Just like other investments, it’s important to research the property involved in a sale. For example, does the home sit in a flood plain? What is the real value of the property? There will be a number of shrewd investors competing at the auction, so getting the best deal will take some legwork.
Federal Tax Liens
A federal tax lien can be placed on property if the owner fails to pay income taxes, gift tax, or inheritance / estate taxes. The process that occurs with federal tax liens is different than with property taxes. During the first step of this process, the person held liable for the payment of taxes is notified.
After formalizing the assessment against the party involved, a written “demand” is sent by the Internal Revenue Service (IRS). In most cases, the liable party has ten days after receipt of this written demand to pay the money owed. If the property owner fails to make payment before the tenth day, then a tax lien is automatically placed on the property.
Expiration of Liens
Unless another date is specified by law, a federal lien will continue until the assessment has been satisfied, or until the statute of limitations is reached, at which time the lien is no longer considered enforceable.
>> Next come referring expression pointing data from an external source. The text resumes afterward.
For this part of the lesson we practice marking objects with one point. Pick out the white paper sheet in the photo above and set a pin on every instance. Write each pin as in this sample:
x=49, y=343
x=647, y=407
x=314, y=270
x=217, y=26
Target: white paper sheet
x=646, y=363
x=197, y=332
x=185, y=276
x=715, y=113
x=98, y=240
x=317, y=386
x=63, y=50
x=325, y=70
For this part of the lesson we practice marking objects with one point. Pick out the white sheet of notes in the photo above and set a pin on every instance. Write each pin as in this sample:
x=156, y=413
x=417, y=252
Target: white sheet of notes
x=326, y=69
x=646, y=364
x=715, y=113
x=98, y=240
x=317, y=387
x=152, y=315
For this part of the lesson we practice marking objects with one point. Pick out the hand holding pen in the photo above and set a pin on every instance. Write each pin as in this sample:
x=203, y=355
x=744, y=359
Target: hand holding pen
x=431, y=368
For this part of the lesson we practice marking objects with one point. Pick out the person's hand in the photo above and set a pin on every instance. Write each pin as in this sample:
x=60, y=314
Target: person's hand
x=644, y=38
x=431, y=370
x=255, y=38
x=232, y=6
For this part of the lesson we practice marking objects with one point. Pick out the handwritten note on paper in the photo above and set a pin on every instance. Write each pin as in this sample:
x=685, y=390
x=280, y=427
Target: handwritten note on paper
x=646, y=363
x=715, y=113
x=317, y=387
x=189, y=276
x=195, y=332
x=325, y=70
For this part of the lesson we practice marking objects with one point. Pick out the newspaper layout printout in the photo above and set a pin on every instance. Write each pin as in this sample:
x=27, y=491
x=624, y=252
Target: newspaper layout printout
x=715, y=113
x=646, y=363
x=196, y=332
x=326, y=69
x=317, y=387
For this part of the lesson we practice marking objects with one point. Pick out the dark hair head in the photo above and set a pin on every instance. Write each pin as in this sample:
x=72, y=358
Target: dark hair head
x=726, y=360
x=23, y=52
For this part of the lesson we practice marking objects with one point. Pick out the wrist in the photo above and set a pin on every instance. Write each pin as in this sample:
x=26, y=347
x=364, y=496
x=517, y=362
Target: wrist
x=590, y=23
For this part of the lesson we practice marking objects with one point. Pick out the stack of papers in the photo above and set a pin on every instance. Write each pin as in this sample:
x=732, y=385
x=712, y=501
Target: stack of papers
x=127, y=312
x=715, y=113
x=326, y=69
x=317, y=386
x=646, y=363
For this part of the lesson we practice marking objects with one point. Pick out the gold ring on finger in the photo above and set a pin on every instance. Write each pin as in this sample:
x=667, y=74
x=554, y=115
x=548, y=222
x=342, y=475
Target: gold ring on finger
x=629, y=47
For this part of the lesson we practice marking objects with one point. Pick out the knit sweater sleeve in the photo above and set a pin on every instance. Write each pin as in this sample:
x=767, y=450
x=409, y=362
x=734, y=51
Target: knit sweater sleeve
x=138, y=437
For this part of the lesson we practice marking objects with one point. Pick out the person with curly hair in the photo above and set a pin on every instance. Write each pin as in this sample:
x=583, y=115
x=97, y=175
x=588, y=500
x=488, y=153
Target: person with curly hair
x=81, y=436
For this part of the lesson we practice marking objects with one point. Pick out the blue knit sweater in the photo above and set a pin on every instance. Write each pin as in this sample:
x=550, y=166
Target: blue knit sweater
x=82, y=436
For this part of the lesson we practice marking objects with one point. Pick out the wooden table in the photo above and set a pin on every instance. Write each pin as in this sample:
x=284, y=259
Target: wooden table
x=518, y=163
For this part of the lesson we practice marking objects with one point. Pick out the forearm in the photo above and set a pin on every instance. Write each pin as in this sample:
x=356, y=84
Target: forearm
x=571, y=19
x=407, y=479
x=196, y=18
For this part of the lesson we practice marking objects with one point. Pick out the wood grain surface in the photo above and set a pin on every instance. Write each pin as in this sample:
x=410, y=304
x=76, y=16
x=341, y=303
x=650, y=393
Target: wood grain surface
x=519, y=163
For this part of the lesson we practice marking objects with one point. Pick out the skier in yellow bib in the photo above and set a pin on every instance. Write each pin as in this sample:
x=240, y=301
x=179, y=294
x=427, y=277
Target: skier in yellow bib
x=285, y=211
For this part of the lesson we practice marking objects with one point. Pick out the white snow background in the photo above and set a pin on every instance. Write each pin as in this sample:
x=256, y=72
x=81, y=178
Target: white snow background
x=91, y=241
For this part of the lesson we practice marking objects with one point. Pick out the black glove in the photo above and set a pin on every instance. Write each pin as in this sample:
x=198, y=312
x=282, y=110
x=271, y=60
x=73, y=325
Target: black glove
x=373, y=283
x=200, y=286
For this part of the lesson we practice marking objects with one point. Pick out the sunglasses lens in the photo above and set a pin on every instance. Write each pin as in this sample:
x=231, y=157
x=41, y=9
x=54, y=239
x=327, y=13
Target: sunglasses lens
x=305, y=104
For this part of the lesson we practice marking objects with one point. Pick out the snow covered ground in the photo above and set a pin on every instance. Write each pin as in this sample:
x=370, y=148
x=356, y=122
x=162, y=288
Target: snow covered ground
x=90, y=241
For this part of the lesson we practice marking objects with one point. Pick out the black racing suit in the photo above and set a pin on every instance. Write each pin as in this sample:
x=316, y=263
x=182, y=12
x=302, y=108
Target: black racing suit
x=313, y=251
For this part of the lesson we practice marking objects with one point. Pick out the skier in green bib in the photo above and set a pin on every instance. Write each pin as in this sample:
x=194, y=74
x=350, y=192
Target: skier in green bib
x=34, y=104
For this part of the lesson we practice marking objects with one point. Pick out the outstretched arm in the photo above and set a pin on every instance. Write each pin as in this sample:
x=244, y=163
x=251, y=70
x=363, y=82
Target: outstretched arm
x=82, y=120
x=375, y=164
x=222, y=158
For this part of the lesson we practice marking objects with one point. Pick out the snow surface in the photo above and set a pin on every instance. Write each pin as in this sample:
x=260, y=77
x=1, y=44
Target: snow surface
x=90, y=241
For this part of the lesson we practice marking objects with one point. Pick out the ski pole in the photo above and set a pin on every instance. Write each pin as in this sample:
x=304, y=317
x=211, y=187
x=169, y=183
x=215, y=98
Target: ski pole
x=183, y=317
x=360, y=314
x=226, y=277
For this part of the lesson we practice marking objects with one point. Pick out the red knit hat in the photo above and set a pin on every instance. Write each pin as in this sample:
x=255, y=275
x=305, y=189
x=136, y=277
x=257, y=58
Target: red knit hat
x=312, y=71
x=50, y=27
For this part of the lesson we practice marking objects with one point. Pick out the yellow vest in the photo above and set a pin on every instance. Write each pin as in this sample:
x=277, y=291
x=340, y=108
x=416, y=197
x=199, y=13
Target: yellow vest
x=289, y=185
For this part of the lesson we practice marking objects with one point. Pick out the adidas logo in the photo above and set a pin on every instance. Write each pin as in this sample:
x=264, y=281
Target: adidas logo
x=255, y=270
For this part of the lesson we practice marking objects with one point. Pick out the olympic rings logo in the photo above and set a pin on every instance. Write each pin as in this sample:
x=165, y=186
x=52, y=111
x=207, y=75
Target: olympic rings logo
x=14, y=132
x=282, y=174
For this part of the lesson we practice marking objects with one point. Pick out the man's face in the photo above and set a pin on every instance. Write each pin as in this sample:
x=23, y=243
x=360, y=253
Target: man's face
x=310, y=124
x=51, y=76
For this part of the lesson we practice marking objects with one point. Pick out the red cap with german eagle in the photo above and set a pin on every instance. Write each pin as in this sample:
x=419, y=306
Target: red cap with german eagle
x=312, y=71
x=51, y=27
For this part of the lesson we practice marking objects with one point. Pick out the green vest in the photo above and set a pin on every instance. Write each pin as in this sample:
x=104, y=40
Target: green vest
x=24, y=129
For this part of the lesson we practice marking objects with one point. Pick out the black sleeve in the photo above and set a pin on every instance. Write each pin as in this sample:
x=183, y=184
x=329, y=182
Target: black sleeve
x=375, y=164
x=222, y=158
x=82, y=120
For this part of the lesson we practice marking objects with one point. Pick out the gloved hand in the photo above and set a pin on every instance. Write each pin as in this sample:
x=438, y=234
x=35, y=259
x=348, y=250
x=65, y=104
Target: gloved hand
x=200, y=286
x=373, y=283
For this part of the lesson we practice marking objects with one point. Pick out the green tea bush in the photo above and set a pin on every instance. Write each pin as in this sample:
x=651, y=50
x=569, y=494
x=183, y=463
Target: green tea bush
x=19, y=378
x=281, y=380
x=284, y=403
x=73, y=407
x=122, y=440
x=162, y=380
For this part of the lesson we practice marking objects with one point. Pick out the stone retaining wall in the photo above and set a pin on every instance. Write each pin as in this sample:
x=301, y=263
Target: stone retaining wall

Unless an exemption applies, the statute of limitations is ten years starting on the date of the assessment.
Notice of Federal Tax Lien
In some instances, multiple government agencies or other creditors may have in-place competing liens against the same property. When this occurs, “perfection” of the lien will determine which agency or creditor has priority. In most situations, the lien that was perfected first takes priority over all others.
The federal government will file a Notice of Federal Tax Lien, or NFTL, in order to “perfect” its lien, and also file this notice with state and county agencies where the property is located.
Liens Based on Property Value
When a lien is placed on a property and the tax is related to the property’s value, federal law allows a state’s lien to take priority over a federal one. This holds true even if the NFTL was filed prior to the state-issued lien.
Release of Federal Tax Liens
When the taxes owed have been paid, the IRS will normally issue a Release of the NFTL. Alternatively, this notice is sometimes issued when the IRS is no longer interested in collecting taxes owed. As a general rule, the IRS will remove the lien within 30 days of payment. The process is considered final when the taxpayer receives a Certificate of Release of Federal Tax Lien.
Liens versus Levies
While the NFTL provides the property owner with warning and intent to secure or seize a property; it is the Notice of Intent to Levy that provides the IRS with the ability to take or seize a property by any means possible.
In general, once a notice of levy has been issued, the IRS does not have to seek the permission of a court of law to seize the property. The Notice of Intent to Levy normally provides the property owner with 30 days to satisfy the tax lien before the property is legally taken.